Final answer:
The true probability of a thunderstorm being within 5 miles of a house depends on specific forecasting data, which we don't have, making it impossible to label the given probability as true or false. Also, understanding the probabilities for weather events or comparisons like wind speed requires proper analysis and calculations.
Step-by-step explanation:
Understanding Probability in Relation to Weather Events
When discussing the probability of a thunderstorm being within 5 miles of your house, we are entering the realm of weather prediction and probability. It's crucial to have accurate data from weather forecasting services to determine such probabilities. Without specifics, we cannot assess the true probability. Therefore, the statement that the probability of a thunderstorm is 9/10 without additional context cannot be affirmed as true or false. It's important to note that probability calculations for weather phenomena can involve discrete random variables and the use of historical data and statistical models.

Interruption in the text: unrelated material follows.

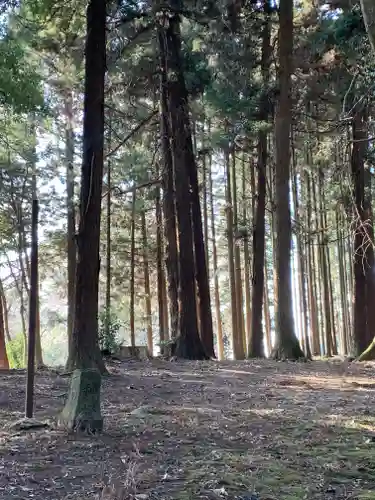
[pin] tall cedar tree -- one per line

As for the other examples provided, the power of a hurricane-strength wind versus a light breeze can be compared using the kinetic energy formula, which is proportional to the square of the velocity. Answering the question of how much more powerful a 50 m/s wind is compared to a 5 m/s breeze involves comparing the squares of these velocities. Similarly, the possibility of flood events reoccurring can be evaluated using statistical analysis of historical data, and should be based on the likelihood estimated by scientific models rather than a simple yes or no answer.
Errors in probability statements often arise from misunderstandings such as adding probabilities exceeding 100%, which isn't possible since probability values are confined between 0 and 1. Understanding these principles helps in assessing the probabilities of various outcomes in probabilistic events such as weather phenomena, sports, or other activities where random variables are involved.